New Delhi, Aug. 17: A week is a long time in politics.
Last Saturday, Congress leaders were celebrating the Prime Minister’s challenge to the Left to pull the plug on his government.
As Sonia Gandhi backed Manmohan Singh with measured remarks, the Congress imagined it had “called the Left’s bluff” and shown the comrades their place.
Less than a week on, doubt and anxiety are creeping in as the party grapples with the “credible scenario” of the Left withdrawing support in the next few months.
“We have no clear answers nor a counter strategy,” a Congress source conceded.
He said the party and the government’s best bet was now foreign minister Pranab Mukherjee, who is speaking to the Left leaders. The Prime Minister is expected to lie low.
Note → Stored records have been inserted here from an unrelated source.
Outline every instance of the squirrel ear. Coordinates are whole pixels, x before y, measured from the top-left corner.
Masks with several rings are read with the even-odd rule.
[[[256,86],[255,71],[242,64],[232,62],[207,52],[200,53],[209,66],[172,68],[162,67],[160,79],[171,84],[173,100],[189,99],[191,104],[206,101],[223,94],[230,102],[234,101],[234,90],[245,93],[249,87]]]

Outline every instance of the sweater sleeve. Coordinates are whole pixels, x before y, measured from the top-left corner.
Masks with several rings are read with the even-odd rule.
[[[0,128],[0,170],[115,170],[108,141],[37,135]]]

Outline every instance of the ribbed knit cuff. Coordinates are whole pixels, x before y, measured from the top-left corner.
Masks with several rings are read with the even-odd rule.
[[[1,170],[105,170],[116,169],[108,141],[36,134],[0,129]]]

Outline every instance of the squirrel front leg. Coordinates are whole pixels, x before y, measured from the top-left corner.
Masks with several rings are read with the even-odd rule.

Nobody in the Congress appears prepared for mid-term polls. “If we have one, the BJP will gain no matter how down-and-out it seems,” said a cabinet minister who continues to work closely with the party.
“The BJP has a trump card — it can tell voters: ‘We were the only ones to successfully run a large coalition for five years’.”
The Congress fears that as its isolation gets underlined, there might be a churning within allies such as the DMK and the Rashtriya Janata Dal who have been on board so far.
The Congress’s immediate objective is, therefore, to try and save the government. If Mukherjee fails to work a thaw with the Left, sources said, Sonia will have to take a call on the key issue: is it worth sacrificing a government over the nuclear deal'
Among the options Congress leaders are speculating on are:
Go slow on operationalising the deal. Don’t pursue the negotiations with the Nuclear Suppliers Group and the IAEA with obvious vigour
Persuade the Prime Minister to make a “substantive” conciliatory gesture towards the CPM and CPI bosses, Prakash Karat and A.B. Bardhan, to “undo” the effect of his dare
Keep the US off the Left’s radar for a while by deferring the joint military exercises.
Congress leaders are acutely aware that the party’s return to power after nearly 10 years was propelled by issues and perceptions that are the opposite of what the nuclear deal has come to symbolise for many: bountiful energy for nine to 10 per cent growth, proximity to the US and the George Bush-Manmohan coupling.
The Prime Minister is said to have told his confidants that if it weren’t for Bush’s interventions, the deal would not have gone through in Washington.
The dominant view in the Congress is that while the deal offers no political gains, the negatives it brings could damage the party. Despite official declaration of support, the Congress is unlikely to launch a campaign to explain the deal.
“Its only selling point is that it will address our energy needs. But when — 20-25 years from now' So what effect will this have in the next few elections where we may have to explain why so much of rural India still lives in darkness'” a minister of state said.
“Now consider the biggest negative. Bush is a hated figure the world over, and even his closely ally, the UK, will no longer hold a brief for him. So people can ask why the Prime Minister is batting for him.”